NOTE:  BABY BACK RIBS are available for an additional $3 fee.


----------



## theparsons

This is the combo platter and a side salad:  







This is the brisket platter (it's 3 slices of meat which seems like a small serving, but it was quite filling.  It comes with a roll, fries and corn.   I asked them to skip the corn on the cob and they offered me beans instead, sorry no photo of beans, this is my daughter's plate.)....the cup of strawberries was a side:


----------



## theparsons

Mama Stellas IS a participating restaurant:  













Here is the pizza...it's probably about 8"





We weren't very impressed with this food....we shared a Stella Sampler....the eggplant was mushy, and the sauce on each part was identical and tasty burnt and bitter.  There was no flavor other than the burnt sauce.   Sorry, I don't seem to have taken photos of Stella.


----------



## theparsons

Shipwreck Reef Café IS a participating restaurant:


----------



## theparsons

Fish and Chips from Shipwreck:  






We shared this meal.  It was a bit on the greasy side but for park food it was good.


----------



## theparsons

Our family loves salmon and so of course we all had to have the salmon at Shipwreck Café:  


I chose to have a "double" of steamed veggies.   They didn't have any seasoning on them at all, so while they were good, they were very plain.    The shrimp salad was a "side" and the drink is milk (they had 2% white and chocolate milk at every restaurant).  

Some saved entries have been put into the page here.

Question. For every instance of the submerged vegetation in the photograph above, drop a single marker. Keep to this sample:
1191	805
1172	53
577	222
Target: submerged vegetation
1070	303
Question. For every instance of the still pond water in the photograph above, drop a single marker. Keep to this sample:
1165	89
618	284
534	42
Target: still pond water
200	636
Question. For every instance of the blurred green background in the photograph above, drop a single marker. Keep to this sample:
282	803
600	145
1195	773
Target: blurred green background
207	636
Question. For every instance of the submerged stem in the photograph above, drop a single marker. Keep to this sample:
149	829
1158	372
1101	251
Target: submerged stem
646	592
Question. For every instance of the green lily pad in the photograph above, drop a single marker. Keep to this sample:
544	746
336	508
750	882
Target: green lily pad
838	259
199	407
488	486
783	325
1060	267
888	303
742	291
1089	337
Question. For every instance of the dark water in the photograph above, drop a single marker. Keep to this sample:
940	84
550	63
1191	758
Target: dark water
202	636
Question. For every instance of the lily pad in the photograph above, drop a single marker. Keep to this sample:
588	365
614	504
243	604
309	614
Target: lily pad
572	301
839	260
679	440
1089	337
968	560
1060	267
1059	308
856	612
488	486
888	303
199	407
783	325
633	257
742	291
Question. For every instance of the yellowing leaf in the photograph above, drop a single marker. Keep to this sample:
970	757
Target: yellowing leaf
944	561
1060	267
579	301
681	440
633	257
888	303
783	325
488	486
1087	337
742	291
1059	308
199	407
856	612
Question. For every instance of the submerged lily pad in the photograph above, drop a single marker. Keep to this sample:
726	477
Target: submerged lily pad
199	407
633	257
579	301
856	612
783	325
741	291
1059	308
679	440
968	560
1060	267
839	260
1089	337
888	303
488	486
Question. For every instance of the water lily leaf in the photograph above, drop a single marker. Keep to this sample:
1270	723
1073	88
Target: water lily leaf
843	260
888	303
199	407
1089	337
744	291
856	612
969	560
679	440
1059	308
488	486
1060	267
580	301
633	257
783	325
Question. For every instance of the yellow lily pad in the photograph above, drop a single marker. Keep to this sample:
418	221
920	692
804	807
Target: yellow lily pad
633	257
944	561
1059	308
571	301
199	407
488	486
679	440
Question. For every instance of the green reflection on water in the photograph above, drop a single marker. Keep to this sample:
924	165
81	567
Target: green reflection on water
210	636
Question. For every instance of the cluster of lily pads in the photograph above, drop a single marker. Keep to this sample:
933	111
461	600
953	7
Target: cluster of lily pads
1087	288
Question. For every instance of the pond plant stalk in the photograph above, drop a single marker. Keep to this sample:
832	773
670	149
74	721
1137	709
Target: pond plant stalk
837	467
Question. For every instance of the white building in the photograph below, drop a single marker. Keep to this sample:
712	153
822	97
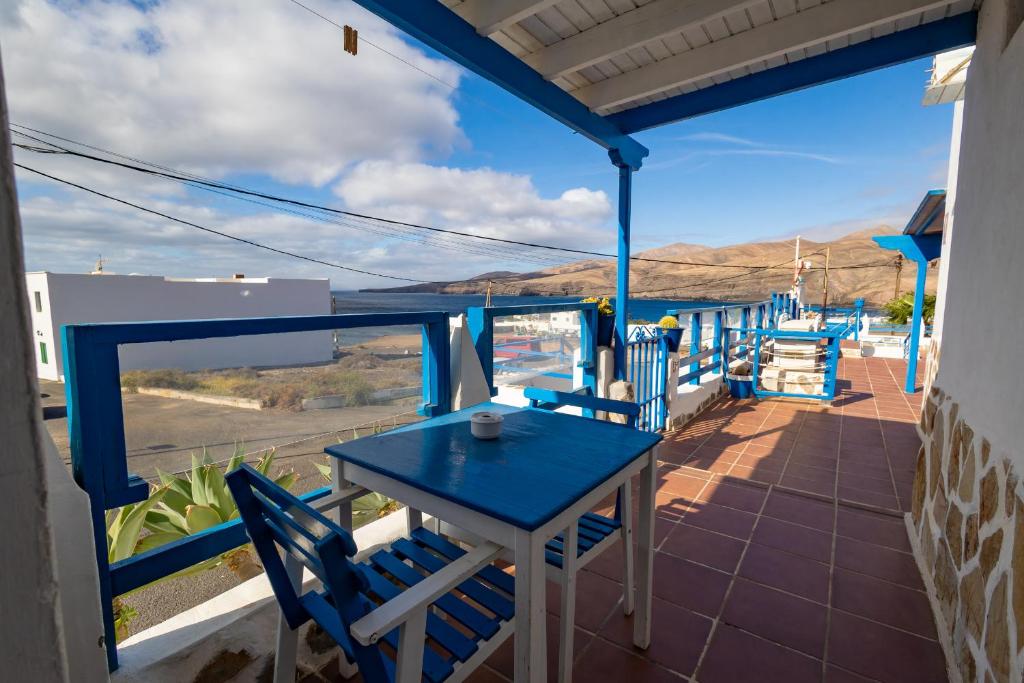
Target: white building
58	299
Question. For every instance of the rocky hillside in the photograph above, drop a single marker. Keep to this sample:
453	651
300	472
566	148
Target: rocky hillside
669	281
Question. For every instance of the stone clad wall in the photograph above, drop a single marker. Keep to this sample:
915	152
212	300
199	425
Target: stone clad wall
968	513
969	518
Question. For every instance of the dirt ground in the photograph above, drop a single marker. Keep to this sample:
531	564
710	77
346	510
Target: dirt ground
163	432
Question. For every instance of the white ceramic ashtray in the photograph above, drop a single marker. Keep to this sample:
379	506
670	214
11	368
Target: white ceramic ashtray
485	425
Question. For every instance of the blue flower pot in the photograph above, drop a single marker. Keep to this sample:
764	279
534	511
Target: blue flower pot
605	329
672	337
740	387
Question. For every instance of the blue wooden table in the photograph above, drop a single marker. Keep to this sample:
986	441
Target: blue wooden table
518	491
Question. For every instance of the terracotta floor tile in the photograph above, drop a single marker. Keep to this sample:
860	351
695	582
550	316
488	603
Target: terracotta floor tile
794	539
745	498
758	473
887	502
836	675
481	675
872	527
602	595
681	484
793	508
676	641
879	600
864	482
718	518
884	653
809	472
818	486
794	573
778	616
688	585
503	660
721	552
735	655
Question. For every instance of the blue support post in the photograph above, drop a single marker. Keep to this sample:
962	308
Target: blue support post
744	324
859	308
921	249
919	303
722	357
482	333
436	369
695	344
623	284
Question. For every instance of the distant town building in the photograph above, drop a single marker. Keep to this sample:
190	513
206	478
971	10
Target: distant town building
58	299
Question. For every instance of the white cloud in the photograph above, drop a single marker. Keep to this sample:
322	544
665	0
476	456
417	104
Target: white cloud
480	201
720	137
253	86
253	89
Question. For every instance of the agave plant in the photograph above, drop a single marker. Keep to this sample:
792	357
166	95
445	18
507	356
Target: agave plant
370	507
199	501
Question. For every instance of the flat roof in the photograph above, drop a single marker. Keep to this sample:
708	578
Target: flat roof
608	69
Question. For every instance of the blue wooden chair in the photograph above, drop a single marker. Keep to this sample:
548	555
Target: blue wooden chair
410	596
594	532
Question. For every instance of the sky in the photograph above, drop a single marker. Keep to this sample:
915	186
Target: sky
259	93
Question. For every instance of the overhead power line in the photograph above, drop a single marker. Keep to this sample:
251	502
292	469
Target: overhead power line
211	230
173	174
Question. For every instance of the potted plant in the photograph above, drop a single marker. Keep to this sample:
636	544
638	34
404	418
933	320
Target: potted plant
605	319
672	332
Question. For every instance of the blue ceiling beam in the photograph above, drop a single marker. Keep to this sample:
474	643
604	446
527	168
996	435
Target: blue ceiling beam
918	248
439	28
895	48
932	208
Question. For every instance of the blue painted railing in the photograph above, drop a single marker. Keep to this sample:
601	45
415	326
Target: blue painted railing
715	358
853	315
830	338
95	423
481	328
647	370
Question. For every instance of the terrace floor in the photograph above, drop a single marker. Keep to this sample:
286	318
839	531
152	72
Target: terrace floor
781	554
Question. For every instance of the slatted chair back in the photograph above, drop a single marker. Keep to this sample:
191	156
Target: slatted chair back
550	399
275	519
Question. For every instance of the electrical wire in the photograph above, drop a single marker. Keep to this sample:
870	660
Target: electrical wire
251	243
173	174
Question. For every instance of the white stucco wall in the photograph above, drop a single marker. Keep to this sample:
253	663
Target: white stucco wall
947	231
983	324
85	298
32	636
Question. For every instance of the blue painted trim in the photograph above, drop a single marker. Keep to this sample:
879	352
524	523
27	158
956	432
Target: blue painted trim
95	420
859	307
544	397
623	269
439	28
695	332
693	377
933	206
720	342
480	321
919	248
888	50
144	568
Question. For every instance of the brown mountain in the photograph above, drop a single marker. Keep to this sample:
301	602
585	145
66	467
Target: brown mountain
872	278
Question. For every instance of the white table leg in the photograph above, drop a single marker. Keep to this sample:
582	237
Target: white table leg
342	515
288	640
568	602
530	612
412	634
626	517
645	550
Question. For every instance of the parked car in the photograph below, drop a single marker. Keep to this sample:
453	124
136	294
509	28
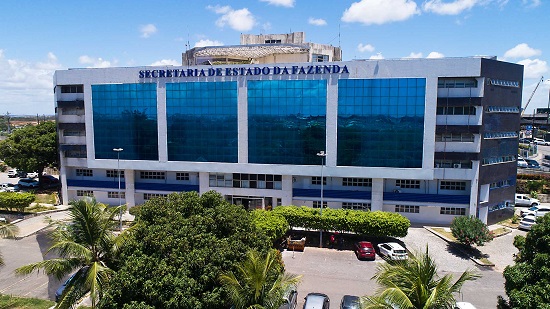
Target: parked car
537	211
393	251
350	302
316	301
527	222
364	250
28	183
290	299
532	163
32	175
526	200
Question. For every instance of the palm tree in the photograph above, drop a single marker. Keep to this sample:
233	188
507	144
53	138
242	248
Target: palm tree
84	245
414	284
260	282
7	230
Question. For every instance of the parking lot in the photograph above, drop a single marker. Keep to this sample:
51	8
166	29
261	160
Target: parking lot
337	273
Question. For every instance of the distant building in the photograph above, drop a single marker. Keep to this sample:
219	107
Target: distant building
431	139
264	48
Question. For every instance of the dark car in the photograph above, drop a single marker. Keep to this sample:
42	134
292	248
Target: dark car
316	301
364	250
532	163
350	302
290	299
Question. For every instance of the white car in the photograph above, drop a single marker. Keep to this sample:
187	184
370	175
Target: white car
526	200
393	251
537	211
527	222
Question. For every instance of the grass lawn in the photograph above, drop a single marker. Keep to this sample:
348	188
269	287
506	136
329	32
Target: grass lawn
12	302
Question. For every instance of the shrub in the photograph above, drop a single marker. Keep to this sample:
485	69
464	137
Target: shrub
16	201
272	224
470	230
376	223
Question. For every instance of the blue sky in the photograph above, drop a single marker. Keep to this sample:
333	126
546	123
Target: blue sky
38	37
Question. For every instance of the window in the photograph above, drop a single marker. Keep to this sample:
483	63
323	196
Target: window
152	175
357	182
499	135
116	195
356	206
317	181
454	137
407	184
452	164
457	83
72	88
456	110
84	193
74	133
84	172
453	185
320	58
452	211
407	208
72	111
148	196
114	174
503	109
317	204
182	176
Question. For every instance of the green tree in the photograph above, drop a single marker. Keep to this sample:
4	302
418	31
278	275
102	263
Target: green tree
31	148
528	280
259	282
7	230
180	246
414	284
469	230
86	245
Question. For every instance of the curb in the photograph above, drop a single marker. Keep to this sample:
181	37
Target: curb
454	245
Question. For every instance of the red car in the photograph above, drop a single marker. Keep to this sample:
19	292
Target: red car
364	250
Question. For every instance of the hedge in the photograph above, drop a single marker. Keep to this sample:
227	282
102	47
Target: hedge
274	225
373	223
15	201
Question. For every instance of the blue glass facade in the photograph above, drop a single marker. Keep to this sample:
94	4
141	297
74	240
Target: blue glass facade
286	121
381	122
202	121
125	116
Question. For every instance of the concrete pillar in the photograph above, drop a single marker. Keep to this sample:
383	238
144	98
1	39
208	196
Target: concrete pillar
377	199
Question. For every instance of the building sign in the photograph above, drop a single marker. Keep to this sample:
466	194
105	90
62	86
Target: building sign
244	71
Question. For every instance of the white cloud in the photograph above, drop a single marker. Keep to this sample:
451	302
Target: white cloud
379	12
365	48
94	62
240	20
206	42
285	3
531	3
534	68
449	8
317	21
377	56
27	87
147	30
522	51
433	55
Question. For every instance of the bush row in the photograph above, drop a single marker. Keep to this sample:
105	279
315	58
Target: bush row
15	201
372	223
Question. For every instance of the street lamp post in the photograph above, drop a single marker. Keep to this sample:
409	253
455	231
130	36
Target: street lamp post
321	154
118	150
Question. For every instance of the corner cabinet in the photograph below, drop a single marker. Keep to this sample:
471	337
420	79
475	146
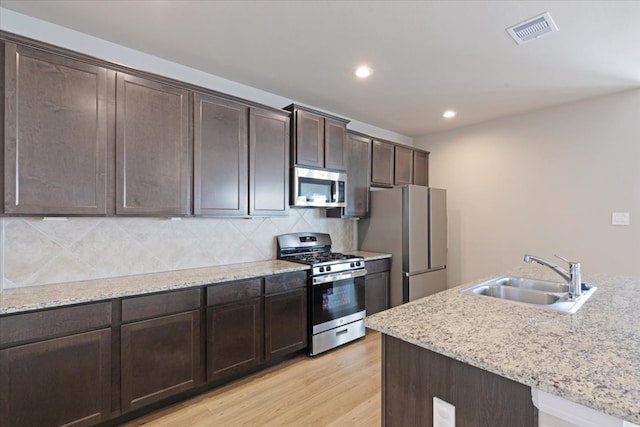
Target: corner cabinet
382	163
358	168
403	171
268	163
221	156
318	139
55	134
394	164
152	148
55	367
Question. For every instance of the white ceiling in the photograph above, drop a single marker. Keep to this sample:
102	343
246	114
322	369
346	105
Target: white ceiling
427	56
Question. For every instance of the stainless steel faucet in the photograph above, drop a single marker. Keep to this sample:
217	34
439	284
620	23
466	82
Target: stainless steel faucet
573	277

My daughter chose breadsticks as her side and fries/veggies:  






Other daughter chose rice, veggies and a side salad.  Drink was bottled water.  







This was ok...the salmon was much overcooked and slightly rubbery, but the sauce on top was pretty good.  The shrimp salad was delicious and I went back while the girls went on the rapids ride and had another, lol.   My daughter liked the rice, but said she thought it could have had a stronger flavor and more "stuff" in it, lol.


----------



## theparsons

Unfortunately we can't remember where we had these desserts....some (like the whale tale cupcake) are available at several restaurants.  As expected, sweet and yummy.   The whale tale is a cookie and was the most disappointing as it was dry and flavorless, but it wins big points for the cute "awwww" factor.  

This was by far our favorite:  

























This was the gluten free choice at most of the restaurants.  We didn't really like the texture of this, but we know from friends that gluten free treats are not the same as regular treats, so I can't judge how good it was for being gluten free.  It was tasty, a bit of a dark/bitter chocolate flavor which was refreshing after so many ultra sweet treats.  





This looks so pretty and similar to local treats we have here in Arizona, but this was flavorless....the gelatin had absolutely no flavor and the little pieces of color were not fruit and were incredibly artificial tasting.


----------



## theparsons

Seaport Market IS a participating restaurant.  It is also the one that is open first thing in the morning:  






They have several flavor combinations for their burgers:  






But, if you'd rather create your own, then you can......





This is the list of what you can choose to create your own burger, choose up to 4 items (the dining plan won't allow you to have more than 4, even if you offer to pay for them.....if you're paying for your food, then you can get additional toppings for $1 each).


----------



## theparsons

Ok, that's it for the participating restaurants....I took pictures of a few of the menus for NON participating restaurants so that as you're deciding if you want the dining plan you can see what isn't covered by the plan!  

REMEMBER THESE ARE NOT NOT NOT INCLUDED IN THE DINING PLAN.  

The Boathouse Sausage Shack





Fusion Smoothies:  





Manny Rays
















All Fried Up! 






Remember...the restaurants in THIS MESSAGE are NOT included in the dining plan.  They're included here so that you can see what else is available around the park.  There are also kiosks throughout the park that sell things like churros, frozen slushes, cotton candy, popcorn, etc.   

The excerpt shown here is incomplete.